The Goodyear Polyglas tire was a bias-belted tire announced in 1967 by Goodyear. "Polyglas" was a registered trademark. The tire combined the characteristics of bias-ply and radial-ply tires. They had a wider tread than most other tires on the market at the time and used belts made of fiberglass.

Design
Conventional tires up to that time featured a bias or cross ply construction with body cords extending diagonally from bead to bead. The Polyglas tires had bias construction that added stabilizing circumference belts directly beneath the tread. Goodyear promoted the design as having less tread "squirm" as the tire rolls on the road surface because of the additional fiberglass belts. This feature increased the mileage and improved road holding performance. The tires featured a wide footprint.

Application
The tires initially were an original equipment on late 1960s muscle cars such as the Pontiac GTO, Dodge Charger R/T, Ford Mustang Mach I, Chevrolet Camaro Z-28, and many others along with comparable tires from various competitors such as the Firestone Wide-Oval, Uniroyal's Tiger Paw, and BF Goodrich's Radial T/A. Goodyear and comparable bias-belted tires began appearing as standard or optional equipment on most 1969-model passenger cars and nearly all 1970 to 1974 models. 

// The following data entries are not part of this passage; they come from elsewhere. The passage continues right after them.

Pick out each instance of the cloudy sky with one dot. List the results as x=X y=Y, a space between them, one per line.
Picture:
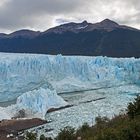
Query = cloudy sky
x=43 y=14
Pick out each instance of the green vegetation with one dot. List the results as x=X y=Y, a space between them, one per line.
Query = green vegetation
x=122 y=127
x=30 y=136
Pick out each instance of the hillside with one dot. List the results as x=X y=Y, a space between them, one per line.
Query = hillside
x=106 y=38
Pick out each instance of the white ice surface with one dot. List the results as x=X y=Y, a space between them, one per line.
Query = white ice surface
x=26 y=76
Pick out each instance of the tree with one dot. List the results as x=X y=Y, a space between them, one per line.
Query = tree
x=133 y=109
x=31 y=136
x=42 y=137
x=68 y=133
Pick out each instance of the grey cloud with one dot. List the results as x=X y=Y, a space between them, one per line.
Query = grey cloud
x=42 y=14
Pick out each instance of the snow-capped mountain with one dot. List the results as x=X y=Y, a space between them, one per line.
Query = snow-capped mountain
x=34 y=79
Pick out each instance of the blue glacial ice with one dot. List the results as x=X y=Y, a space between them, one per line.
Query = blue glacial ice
x=34 y=80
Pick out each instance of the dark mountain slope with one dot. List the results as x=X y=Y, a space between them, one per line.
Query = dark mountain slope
x=106 y=38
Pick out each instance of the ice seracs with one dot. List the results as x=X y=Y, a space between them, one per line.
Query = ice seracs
x=35 y=79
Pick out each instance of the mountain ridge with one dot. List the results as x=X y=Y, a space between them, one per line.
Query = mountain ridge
x=106 y=38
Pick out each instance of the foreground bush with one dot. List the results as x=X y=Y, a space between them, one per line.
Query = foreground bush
x=122 y=127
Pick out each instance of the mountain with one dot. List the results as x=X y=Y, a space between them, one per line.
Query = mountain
x=106 y=38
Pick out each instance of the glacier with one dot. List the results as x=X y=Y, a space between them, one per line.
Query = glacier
x=35 y=81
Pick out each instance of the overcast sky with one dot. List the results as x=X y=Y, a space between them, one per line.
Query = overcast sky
x=43 y=14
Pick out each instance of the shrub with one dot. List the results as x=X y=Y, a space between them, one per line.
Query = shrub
x=133 y=109
x=68 y=133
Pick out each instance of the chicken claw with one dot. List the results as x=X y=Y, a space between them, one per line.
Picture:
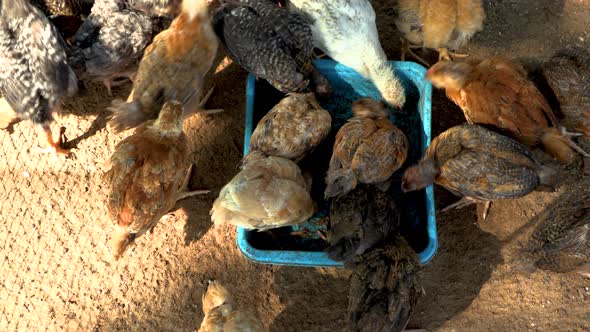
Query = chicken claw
x=183 y=192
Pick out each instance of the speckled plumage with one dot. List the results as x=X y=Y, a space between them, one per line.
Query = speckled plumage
x=368 y=149
x=561 y=240
x=477 y=163
x=293 y=128
x=146 y=172
x=111 y=41
x=359 y=221
x=268 y=192
x=384 y=288
x=346 y=31
x=271 y=43
x=568 y=75
x=35 y=75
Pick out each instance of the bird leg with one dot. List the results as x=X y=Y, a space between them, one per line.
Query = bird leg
x=199 y=108
x=572 y=144
x=460 y=203
x=486 y=209
x=445 y=54
x=183 y=192
x=407 y=48
x=54 y=147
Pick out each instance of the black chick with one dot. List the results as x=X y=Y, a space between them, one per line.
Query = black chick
x=35 y=74
x=270 y=42
x=360 y=220
x=110 y=43
x=384 y=288
x=561 y=241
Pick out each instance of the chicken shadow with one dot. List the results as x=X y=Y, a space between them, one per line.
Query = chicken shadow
x=316 y=299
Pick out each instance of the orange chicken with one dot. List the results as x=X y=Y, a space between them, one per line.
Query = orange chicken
x=293 y=128
x=480 y=165
x=149 y=173
x=220 y=314
x=268 y=192
x=368 y=149
x=173 y=67
x=496 y=92
x=438 y=24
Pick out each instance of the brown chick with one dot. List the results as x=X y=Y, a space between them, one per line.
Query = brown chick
x=439 y=25
x=480 y=165
x=561 y=241
x=149 y=173
x=293 y=128
x=384 y=288
x=359 y=220
x=568 y=75
x=496 y=92
x=368 y=149
x=268 y=192
x=173 y=67
x=220 y=315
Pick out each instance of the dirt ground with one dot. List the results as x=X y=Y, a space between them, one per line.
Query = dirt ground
x=55 y=267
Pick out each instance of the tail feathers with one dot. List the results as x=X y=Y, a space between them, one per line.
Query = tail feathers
x=125 y=115
x=120 y=241
x=558 y=146
x=339 y=182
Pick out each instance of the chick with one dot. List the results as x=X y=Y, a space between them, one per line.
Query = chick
x=109 y=44
x=271 y=43
x=568 y=75
x=173 y=67
x=220 y=315
x=496 y=92
x=480 y=165
x=35 y=75
x=346 y=31
x=149 y=173
x=439 y=25
x=293 y=128
x=360 y=220
x=368 y=149
x=268 y=192
x=384 y=288
x=561 y=240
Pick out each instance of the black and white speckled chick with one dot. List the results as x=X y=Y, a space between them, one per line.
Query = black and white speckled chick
x=111 y=41
x=271 y=43
x=35 y=75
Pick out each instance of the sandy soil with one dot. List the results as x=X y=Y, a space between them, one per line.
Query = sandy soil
x=57 y=273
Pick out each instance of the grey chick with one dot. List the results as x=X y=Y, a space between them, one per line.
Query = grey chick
x=384 y=288
x=360 y=220
x=35 y=76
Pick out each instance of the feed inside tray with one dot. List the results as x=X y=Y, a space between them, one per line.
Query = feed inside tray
x=347 y=87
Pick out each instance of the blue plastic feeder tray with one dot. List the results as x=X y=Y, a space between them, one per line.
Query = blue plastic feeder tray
x=417 y=208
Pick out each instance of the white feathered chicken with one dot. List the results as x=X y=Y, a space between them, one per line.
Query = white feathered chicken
x=345 y=30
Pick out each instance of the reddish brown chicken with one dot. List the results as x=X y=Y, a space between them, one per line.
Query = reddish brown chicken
x=496 y=92
x=478 y=164
x=368 y=149
x=149 y=173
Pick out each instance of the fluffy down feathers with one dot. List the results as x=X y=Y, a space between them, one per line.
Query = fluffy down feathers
x=360 y=220
x=368 y=149
x=384 y=288
x=292 y=129
x=35 y=74
x=147 y=171
x=268 y=192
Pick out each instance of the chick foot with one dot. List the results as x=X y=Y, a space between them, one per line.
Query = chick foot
x=54 y=148
x=572 y=144
x=445 y=54
x=190 y=109
x=407 y=48
x=183 y=192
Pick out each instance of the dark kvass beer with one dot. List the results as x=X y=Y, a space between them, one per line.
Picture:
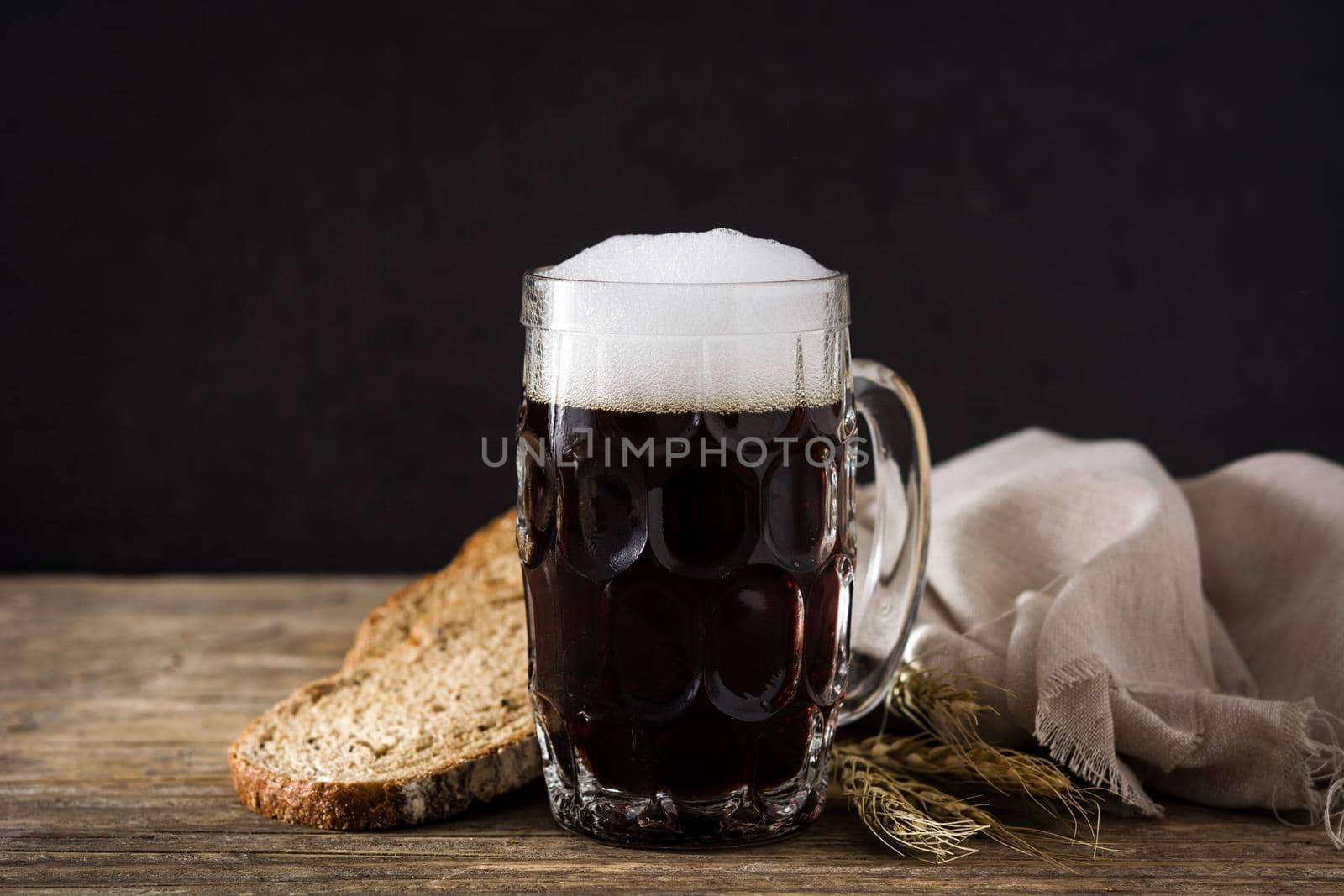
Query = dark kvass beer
x=689 y=582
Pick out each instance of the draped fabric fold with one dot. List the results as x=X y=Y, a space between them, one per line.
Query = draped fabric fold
x=1156 y=637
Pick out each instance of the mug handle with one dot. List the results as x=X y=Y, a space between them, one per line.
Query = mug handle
x=891 y=574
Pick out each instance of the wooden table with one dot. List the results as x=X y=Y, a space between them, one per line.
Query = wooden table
x=120 y=696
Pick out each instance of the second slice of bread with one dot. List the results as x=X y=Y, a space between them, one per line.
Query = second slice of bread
x=428 y=715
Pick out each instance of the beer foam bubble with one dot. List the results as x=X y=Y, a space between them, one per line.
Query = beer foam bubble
x=718 y=255
x=714 y=322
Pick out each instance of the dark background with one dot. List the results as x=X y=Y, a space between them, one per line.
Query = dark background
x=261 y=262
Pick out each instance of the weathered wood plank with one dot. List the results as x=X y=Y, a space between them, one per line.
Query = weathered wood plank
x=118 y=698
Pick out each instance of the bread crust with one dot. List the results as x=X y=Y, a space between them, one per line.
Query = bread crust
x=370 y=805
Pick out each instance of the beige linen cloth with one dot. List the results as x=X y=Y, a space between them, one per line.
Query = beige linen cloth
x=1153 y=636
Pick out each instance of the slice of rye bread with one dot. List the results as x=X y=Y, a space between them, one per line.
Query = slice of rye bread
x=428 y=714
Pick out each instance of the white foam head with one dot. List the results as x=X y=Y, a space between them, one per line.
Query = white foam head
x=685 y=322
x=718 y=255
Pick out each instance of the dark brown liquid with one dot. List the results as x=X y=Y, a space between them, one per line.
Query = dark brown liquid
x=689 y=620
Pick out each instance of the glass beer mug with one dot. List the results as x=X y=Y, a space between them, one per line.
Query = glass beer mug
x=685 y=524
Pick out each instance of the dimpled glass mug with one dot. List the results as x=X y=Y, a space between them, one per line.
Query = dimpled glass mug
x=685 y=523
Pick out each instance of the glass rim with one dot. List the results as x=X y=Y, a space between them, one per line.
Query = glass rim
x=539 y=275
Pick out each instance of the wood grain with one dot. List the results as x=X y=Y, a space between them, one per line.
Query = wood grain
x=120 y=696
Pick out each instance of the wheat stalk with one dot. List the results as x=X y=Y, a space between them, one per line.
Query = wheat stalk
x=893 y=781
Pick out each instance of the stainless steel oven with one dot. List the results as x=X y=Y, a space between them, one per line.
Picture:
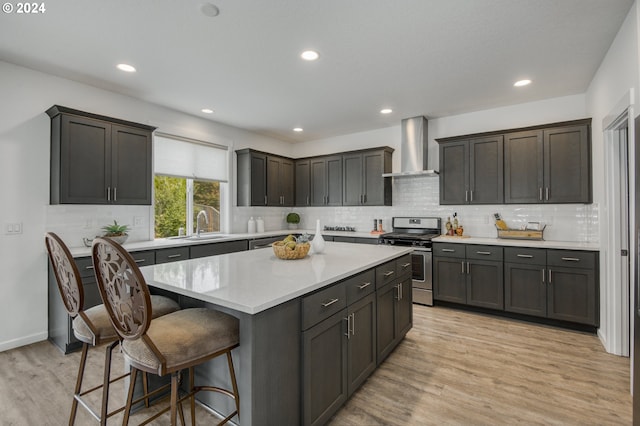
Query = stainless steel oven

The most common version of the Polyglas found on muscle cars of that era was the Polyglas GT, which was one of the first commercially available raised white lettered tires on the market. Other versions of the Polyglas lineup were offered as blackwall, redline, whitewall, and snow treaded tires. For driving in winter, Polyglass Pathfinder line of tires were available in special versions for the steering front and rear driving axles along with optional "Safety Spikes" (studs).

Advertising
The tires were marketed for their longer life as well as in situations where better tires are needed to compensate for the driver and difficult conditions.

Successors
The Polyglas tire and its competitors were soon replaced by steel belted radials as original equipment tires around 1975. Goodyear Polyglas tires are now manufactured for owners of period cars. Many of these tires feature the distinctive "redlines" that were popular on high performance cars at the time.